Steady-state overhead: The additional cost per system call due to interception. For permitted syscalls (pass-through), this is approximately 4 nanoseconds. For emulated syscalls (virtual filesystem), this varies from 200 nanoseconds to 3 microseconds depending on the operation. For comparison, gVisor’s overhead is typically 1-5 microseconds per syscall.
Memory overhead per sandbox: zviz’s runtime uses approximately 64 KB of memory per active sandbox, excluding the memory allocated to the sandboxed process itself. Docker containers typically use 10-50 MB of overhead.
These numbers make zviz practical for the use case we care about: AI agents executing hundreds or thousands of small code snippets per session, where each snippet runs for milliseconds to seconds.

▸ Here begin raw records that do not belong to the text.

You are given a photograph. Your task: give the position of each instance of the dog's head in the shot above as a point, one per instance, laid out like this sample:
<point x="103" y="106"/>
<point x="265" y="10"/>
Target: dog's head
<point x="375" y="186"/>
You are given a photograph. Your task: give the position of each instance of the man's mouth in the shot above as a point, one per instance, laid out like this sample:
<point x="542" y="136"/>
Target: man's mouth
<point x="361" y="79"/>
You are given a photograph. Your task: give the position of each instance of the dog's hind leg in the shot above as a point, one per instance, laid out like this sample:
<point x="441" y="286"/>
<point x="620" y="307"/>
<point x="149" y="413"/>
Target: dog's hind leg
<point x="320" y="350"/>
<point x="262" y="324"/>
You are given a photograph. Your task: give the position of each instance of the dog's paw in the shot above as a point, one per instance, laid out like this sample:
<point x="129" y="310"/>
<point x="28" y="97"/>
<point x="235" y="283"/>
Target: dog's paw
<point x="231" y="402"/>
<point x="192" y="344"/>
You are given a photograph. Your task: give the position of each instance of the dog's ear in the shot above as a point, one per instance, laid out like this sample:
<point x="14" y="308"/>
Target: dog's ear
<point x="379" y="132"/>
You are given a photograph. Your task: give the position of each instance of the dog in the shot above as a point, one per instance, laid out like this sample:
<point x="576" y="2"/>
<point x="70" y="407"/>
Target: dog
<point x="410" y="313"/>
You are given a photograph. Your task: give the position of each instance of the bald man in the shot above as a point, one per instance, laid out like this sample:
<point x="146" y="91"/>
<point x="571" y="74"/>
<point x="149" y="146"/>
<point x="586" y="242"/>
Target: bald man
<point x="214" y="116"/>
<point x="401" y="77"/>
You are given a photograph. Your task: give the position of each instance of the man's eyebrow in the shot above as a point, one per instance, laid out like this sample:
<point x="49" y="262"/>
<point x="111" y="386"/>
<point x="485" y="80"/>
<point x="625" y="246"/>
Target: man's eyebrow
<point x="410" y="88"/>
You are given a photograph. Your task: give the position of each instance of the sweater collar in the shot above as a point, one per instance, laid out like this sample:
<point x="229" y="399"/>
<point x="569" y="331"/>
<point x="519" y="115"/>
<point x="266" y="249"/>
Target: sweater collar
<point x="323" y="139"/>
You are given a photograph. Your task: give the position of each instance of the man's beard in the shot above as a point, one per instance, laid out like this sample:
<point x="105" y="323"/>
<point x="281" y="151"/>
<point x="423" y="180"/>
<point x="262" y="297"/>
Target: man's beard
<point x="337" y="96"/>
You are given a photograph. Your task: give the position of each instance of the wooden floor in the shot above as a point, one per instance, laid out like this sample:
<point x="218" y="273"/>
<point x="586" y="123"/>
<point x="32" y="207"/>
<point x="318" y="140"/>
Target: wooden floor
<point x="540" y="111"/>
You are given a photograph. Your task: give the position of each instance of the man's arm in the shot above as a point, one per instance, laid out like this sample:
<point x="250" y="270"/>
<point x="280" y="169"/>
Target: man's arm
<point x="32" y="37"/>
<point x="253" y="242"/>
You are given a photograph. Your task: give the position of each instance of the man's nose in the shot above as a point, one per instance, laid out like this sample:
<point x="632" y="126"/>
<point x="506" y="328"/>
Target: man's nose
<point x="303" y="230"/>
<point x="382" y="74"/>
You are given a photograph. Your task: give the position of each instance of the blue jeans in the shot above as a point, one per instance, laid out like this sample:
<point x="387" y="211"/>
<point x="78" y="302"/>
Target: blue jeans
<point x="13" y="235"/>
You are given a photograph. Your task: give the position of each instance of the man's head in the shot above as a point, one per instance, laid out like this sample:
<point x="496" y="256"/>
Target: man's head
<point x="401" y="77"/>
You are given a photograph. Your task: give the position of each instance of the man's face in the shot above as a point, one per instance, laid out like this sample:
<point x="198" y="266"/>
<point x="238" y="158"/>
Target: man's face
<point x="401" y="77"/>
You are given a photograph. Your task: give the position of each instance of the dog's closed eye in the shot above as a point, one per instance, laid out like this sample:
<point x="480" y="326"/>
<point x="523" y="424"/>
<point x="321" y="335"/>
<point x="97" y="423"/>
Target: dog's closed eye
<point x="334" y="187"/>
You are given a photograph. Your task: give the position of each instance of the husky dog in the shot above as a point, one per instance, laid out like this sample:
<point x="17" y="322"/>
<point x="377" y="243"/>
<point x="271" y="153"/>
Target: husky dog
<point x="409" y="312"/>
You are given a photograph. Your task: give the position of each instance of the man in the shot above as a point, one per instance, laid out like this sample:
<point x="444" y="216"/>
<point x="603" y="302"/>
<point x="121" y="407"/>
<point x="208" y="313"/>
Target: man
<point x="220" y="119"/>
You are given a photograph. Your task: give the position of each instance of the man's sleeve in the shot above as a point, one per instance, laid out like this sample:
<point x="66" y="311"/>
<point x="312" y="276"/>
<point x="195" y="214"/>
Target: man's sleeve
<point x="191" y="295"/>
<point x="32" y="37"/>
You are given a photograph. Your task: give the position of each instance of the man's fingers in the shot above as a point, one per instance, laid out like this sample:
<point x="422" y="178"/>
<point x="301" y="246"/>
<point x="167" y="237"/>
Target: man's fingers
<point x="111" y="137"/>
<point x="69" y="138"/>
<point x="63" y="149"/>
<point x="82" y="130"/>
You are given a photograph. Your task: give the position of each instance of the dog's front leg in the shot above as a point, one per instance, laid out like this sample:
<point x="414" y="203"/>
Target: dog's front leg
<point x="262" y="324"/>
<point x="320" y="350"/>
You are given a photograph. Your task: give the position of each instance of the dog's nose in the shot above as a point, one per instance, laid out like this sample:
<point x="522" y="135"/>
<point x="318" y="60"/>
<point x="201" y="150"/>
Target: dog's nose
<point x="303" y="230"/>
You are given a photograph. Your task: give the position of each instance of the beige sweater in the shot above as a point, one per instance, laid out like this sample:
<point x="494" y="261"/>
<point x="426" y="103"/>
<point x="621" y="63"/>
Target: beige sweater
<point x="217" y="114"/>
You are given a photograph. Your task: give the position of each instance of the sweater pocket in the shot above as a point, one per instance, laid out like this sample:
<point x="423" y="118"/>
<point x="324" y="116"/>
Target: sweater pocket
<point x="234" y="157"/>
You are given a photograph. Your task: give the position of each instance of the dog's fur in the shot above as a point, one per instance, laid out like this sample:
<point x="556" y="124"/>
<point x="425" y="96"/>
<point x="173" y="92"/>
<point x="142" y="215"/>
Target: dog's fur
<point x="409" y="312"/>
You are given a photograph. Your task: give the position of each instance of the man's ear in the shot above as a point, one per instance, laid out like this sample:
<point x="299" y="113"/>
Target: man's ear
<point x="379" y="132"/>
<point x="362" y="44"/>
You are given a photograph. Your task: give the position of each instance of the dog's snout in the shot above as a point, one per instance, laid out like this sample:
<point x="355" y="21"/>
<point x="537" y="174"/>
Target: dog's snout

Security Model and Limitations
zviz’s security model is defence in depth. The sandboxed process is isolated by:
- seccomp-bpf filters that restrict available syscalls
- Linux namespaces that provide filesystem, network, and PID isolation
- The virtual filesystem that controls file access
- cgroups that limit resource consumption
This is not a theoretical security boundary — it relies on the correctness of the Linux kernel’s seccomp, namespace, and cgroup implementations. A kernel vulnerability could allow sandbox escape. This is the same trust boundary as Docker and gVisor.
zviz does not currently support sandboxing on non-Linux systems. The architecture is Linux-specific by design, because the sandboxing primitives (seccomp, namespaces, cgroups) are Linux-specific.
zviz also does not currently support sandboxing GPU workloads. Passing a GPU device into a sandbox while maintaining isolation is an open problem that we are actively investigating.
What We Have Learned
Building zviz has reinforced several beliefs and challenged others:
Zig’s comptime is genuinely transformative for systems programming. The ability to write ordinary code that executes at compile time, without the cognitive overhead of a macro sublanguage, made zviz’s specialised syscall handlers practical. We would not have attempted this architecture in Rust or C.
The gVisor model is underexplored for AI use cases. Most sandboxing discussion in the AI community centres on Docker containers. gVisor-style syscall interception offers a fundamentally better trade-off for the short-lived, high-frequency execution pattern that AI agents require.
Zig’s ecosystem immaturity is a real cost. We spent non-trivial time working around missing standard library features, incomplete documentation, and tooling gaps. For a less systems-focused project, this cost would likely be prohibitive.
zviz is open source, and we welcome contributions — particularly from those with experience in kernel security, Zig, or AI agent infrastructure.